I’m immunized now. Both doses of a fancy vaccine, tested first in scurrying rodents, then given experimentally to humans, and finally subjected to robust statistical analysis, are now infiltrating my cells, busily erecting barriers to viral onslaught. I hope. We’ll see. Along the way, invariably masked and gloved, I’ve languished in Tango limbo, my female contacts limited to disinterested supermarket check-out girls. I no longer encounter intriguing women at milongas, who back in the day used to offer intoxicating alternatives to everyday life. I’ve suffered, it goes without saying, as we all have. But I never realized how essential those encounters were to my imaginative life, the life that fuels my Tango stories. Fully immunized, yes, but notwithstanding daily bird-watching, online chess and cryptic crosswords, I’m still deprived of the magical sensual stimulus that is Tango. Understandably, when writing, my mind is often as blank as my laptop screen with its mocking cursor.

And so, I responded eagerly when Maria texted me late one night about an editorial she’d come across in a medical journal addressing the public health issue of gun violence. Guns and Tango have very little in common, but Maria, a surgeon who daily deals with gunshot injuries, intentional and otherwise, and an accomplished tanguera to boot, is my lodestar for local Tango engagement. I replied by asking if she’d been immunized, and when she would host another of her much-anticipated milongas. Long moments passed, during which I buffed my Tango shoes, if only for old time’s sake, listened to Argentine Tango Radio Budapest, and wondered what next. At length, Maria replied: “Wishful thinking, Max. It’ll be another year at least for those of us who’re careful. But here’s something to cheer you up.”

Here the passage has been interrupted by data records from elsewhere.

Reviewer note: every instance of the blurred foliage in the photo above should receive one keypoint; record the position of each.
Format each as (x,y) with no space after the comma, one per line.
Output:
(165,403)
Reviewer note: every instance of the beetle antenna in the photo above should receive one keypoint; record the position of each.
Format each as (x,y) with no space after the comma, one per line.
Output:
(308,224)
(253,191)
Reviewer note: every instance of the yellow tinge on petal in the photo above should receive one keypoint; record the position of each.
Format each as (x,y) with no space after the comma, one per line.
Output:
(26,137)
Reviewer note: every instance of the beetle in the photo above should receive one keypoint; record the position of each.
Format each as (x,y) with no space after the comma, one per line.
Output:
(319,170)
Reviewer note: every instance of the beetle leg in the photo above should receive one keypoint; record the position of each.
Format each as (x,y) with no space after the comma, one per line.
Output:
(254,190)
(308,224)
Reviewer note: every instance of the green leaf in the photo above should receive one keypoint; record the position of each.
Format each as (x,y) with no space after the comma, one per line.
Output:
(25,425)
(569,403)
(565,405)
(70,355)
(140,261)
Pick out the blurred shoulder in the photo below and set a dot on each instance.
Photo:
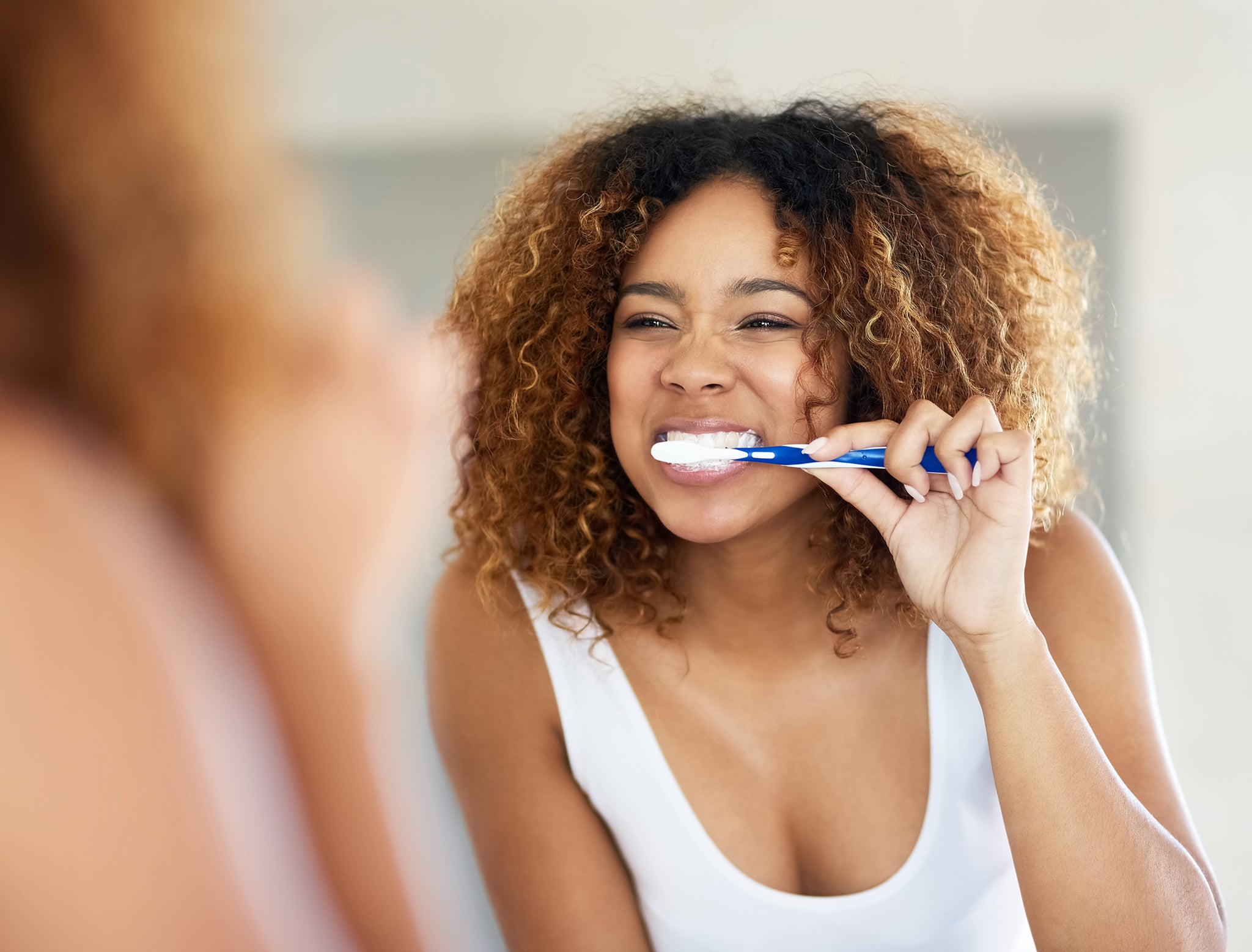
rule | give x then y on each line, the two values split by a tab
79	531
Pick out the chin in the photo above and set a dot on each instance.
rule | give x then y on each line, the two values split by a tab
705	528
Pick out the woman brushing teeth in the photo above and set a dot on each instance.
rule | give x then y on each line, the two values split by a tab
836	709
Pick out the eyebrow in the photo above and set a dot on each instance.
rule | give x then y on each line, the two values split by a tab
744	287
759	286
655	289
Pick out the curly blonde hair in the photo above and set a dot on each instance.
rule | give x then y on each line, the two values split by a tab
150	223
934	257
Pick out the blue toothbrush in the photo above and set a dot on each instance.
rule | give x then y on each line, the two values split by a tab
687	452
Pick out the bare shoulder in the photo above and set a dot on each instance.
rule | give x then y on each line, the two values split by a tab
75	520
486	674
1082	602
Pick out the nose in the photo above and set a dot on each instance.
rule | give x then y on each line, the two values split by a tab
699	365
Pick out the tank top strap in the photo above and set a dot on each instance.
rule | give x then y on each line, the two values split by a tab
584	673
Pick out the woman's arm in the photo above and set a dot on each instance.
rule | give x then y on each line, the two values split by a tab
1097	869
1105	851
551	868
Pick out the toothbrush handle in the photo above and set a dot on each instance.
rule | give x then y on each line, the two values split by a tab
871	457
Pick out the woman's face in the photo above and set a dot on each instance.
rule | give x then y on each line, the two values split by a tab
707	347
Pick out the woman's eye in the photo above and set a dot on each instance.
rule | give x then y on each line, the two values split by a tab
765	322
647	321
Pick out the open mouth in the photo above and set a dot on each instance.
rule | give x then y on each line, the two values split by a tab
720	440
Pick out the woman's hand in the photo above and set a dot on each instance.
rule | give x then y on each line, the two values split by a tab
960	544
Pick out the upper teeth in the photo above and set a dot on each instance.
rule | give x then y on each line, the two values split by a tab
725	440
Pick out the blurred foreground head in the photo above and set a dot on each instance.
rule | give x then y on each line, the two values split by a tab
148	253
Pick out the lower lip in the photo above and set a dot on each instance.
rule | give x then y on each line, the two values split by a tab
713	475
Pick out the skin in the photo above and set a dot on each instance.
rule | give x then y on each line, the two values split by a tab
748	688
205	732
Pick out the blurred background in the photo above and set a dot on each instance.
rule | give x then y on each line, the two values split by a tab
1138	118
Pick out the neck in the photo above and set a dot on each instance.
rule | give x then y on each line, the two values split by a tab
750	593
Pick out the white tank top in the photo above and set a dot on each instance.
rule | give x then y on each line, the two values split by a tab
957	892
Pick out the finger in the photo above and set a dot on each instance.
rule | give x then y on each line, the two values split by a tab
868	494
1008	455
919	429
962	434
847	438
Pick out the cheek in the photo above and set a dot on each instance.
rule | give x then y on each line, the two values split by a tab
630	374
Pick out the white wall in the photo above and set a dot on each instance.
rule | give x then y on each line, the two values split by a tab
1175	76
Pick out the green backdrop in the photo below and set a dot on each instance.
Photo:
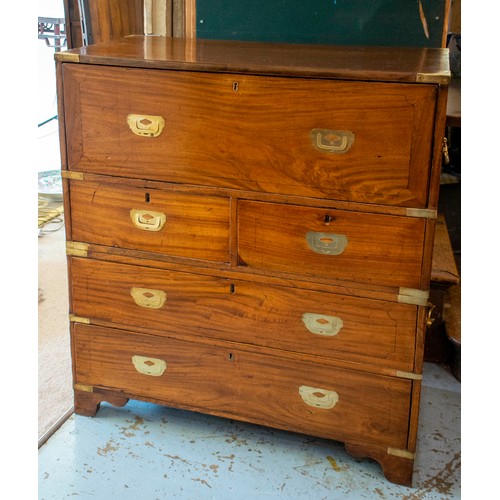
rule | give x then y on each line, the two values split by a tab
341	22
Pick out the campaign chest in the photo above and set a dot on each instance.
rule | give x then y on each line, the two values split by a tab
250	230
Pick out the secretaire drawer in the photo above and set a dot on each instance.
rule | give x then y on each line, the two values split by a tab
225	380
154	220
361	141
362	247
328	325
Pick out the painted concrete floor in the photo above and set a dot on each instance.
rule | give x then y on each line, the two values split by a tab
146	452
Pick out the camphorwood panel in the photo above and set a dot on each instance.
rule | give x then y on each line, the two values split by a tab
240	383
377	332
196	226
381	249
250	132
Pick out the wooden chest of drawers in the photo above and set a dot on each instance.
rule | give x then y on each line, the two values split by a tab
249	231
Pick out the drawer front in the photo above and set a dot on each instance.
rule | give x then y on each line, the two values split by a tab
359	141
368	248
159	221
223	380
316	323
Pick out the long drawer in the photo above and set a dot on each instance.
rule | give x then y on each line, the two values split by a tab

I clicked on her YouTube video.  A hooded lout, crouched in full camo gear and armed with an AR-15, was spraying high velocity bullets from twenty yards into a fat scarecrow wearing a suit and sporting a dangling red neck-tie and a flamboyant blonde hair-piece. Bits of straw flew and the manikin jerked as if demented. The soundtrack inevitably played the dulcinate strains of “Assassination Tango”. No vaccine, however fancy or clever, could withstand that particular onslaught. Good to know. The video faded, and segued into Oswaldo Zotti’s seductive first class in the immortal “This is the Way to Dance Tango” series. I recalled in that moment my first faltering steps on the yellow brick road that leads to Tango. I realized that all may be right with the world after all. Just a matter of time, vaccines, masks, and patience. And perhaps, hard to imagine I know, one day we’ll dance again, footloose and fancy-free.